For the approximately four hours that the fighting raged, the militants — whom Ingush police estimated to number up to 200 — controlled police checkpoints along much of the 35-mile Ingush stretch of the Trans-Caucasus highway, the main route used by the Russian military in the region.

Thousands of Russian troops streamed into Ingushetia Tuesday to search for the attackers, who were believed to have escaped into the thick woods along the Chechen border, over the mountains into Georgia, or back to their hometowns in Ingushetia itself. Musa, the Ingush policemen, said that most of the attackers were believed to be Ingush, not Chechen.

Putin, meeting with Ingush President Murat Zyazikov, said the search for the attackers must go on "as long as necessary."

"It's a new attempt, not the first one, to intimidate the Ingush, intimidate the leadership of the republic, and destabilize the situation in the south of Russia," Putin was quoted as saying by the Interfax news agency.

Five alleged attackers were detained, Ingush Interior Ministry spokesman Yakhya Khadziyev said.
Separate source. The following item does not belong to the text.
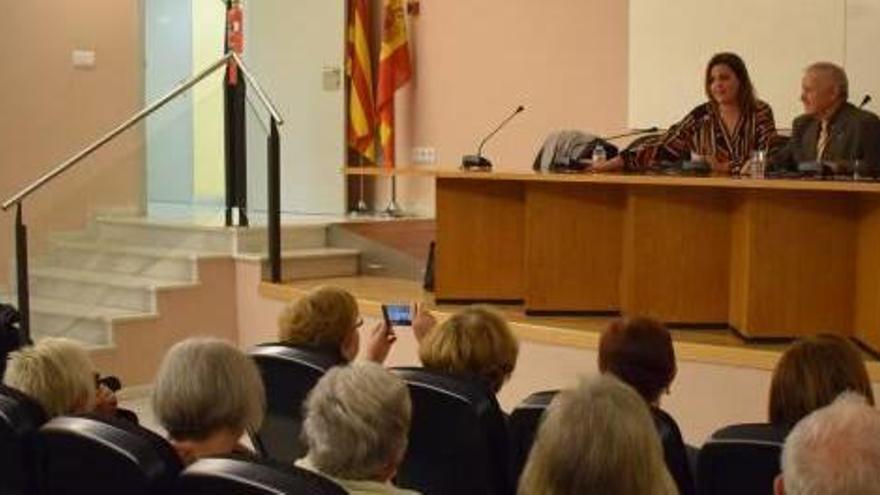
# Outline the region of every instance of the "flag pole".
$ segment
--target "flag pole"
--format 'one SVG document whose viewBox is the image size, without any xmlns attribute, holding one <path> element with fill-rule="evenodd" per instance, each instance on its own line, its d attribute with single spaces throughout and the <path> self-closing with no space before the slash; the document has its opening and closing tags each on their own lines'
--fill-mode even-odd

Two of the suspects were wounded.

Chechen Interior Minister Alu Alkhanov, the Kremlin's candidate to replace slain Chechen President Akhmad Kadyrov, said that the attacks had been led by an Ingushetia-based rebel leader, Magomed Yevloyev, Interfax said. His deputy, Ruslan Alkhanov, told Interfax that Yevloyev was a leader of the extremist Wahhabi Islamic group.

The brazen assaults raised new doubts about the Kremlin's strategy in Chechnya. Unable to defeat the rebels and refusing to negotiate with them, the Kremlin instead has banked on restoring stability through civil measures, including holding elections for a Chechen president and promising the republic a substantial amount of autonomy.
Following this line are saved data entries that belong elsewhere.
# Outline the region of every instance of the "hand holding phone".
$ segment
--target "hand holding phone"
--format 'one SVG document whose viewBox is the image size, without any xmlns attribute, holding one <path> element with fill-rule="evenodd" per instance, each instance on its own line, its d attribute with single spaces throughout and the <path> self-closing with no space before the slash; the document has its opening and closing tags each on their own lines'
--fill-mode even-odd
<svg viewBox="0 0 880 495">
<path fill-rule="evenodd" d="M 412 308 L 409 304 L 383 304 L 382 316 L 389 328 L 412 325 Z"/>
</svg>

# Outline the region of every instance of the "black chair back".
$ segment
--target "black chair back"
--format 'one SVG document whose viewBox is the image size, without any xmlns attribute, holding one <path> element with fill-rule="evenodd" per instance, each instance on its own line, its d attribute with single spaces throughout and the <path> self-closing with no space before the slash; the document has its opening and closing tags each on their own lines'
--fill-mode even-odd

Kremlin-backed Chechen president Akhmad Kadyrov was assassinated in May, and Aslan Maskhadov, Chechnya's former separatist president, said last week that the rebels were preparing new offensives.
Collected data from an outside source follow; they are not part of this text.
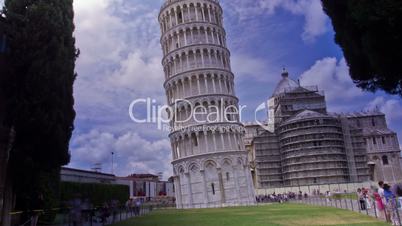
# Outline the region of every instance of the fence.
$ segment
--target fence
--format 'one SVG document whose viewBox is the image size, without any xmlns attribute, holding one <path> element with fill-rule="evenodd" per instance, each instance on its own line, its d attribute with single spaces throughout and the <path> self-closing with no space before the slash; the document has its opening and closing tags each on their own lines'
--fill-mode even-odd
<svg viewBox="0 0 402 226">
<path fill-rule="evenodd" d="M 306 185 L 306 186 L 293 186 L 293 187 L 280 187 L 280 188 L 259 188 L 256 189 L 257 195 L 269 195 L 269 194 L 284 194 L 288 192 L 299 193 L 301 191 L 303 194 L 314 194 L 325 193 L 330 191 L 331 193 L 337 192 L 356 192 L 358 188 L 370 188 L 378 187 L 378 184 L 374 182 L 363 182 L 363 183 L 345 183 L 345 184 L 321 184 L 321 185 Z"/>
<path fill-rule="evenodd" d="M 359 212 L 361 214 L 375 217 L 383 221 L 392 222 L 393 225 L 402 225 L 401 224 L 402 209 L 400 201 L 397 199 L 394 199 L 393 201 L 395 205 L 392 205 L 391 209 L 384 208 L 383 210 L 380 210 L 377 207 L 375 200 L 370 201 L 363 200 L 363 203 L 361 203 L 360 200 L 356 199 L 310 197 L 310 198 L 295 199 L 291 200 L 290 202 L 351 210 Z"/>
<path fill-rule="evenodd" d="M 37 221 L 37 225 L 61 225 L 61 226 L 103 226 L 120 221 L 128 220 L 133 217 L 143 216 L 155 209 L 171 208 L 172 205 L 142 205 L 140 207 L 117 208 L 96 207 L 91 209 L 74 210 L 70 208 L 36 210 L 32 212 L 12 212 L 11 226 L 31 225 L 32 221 Z M 24 220 L 26 219 L 26 220 Z"/>
</svg>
Maj. Gen. Ilya Shabalkin, spokesman for the Russian forces in Chechnya, accused Chechen rebels of planning the attacks, but said the raids were carried out by fighters recruited from both Chechnya and Ingushetia, the Interfax-Military News Agency reported.

Although the Chechen war occasionally spilled into Ingushetia, the republic has remained comparatively stable, and a significant recruitment of Ingush fighters could foretell a wide spread of the war beyond Chechnya.

"The attacks were clearly saber rattling, aimed to demonstrate the rebels' effectiveness to attract funding from foreign terrorist networks," Shabalkin was quoted as saying.

Although Chechnya is a largely Muslim region in overwhelmingly Christian Russia, the first of Chechnya's two wars was an essentially secular conflict. After Russian troops pulled out when Chechen rebels fought them to a standstill, the separatists increasingly took on a specifically Islamic mantle.

Flags flew at half-staff and all entertainment programs in Ingushetia were canceled from Wednesday through Friday to mark the official mourning period.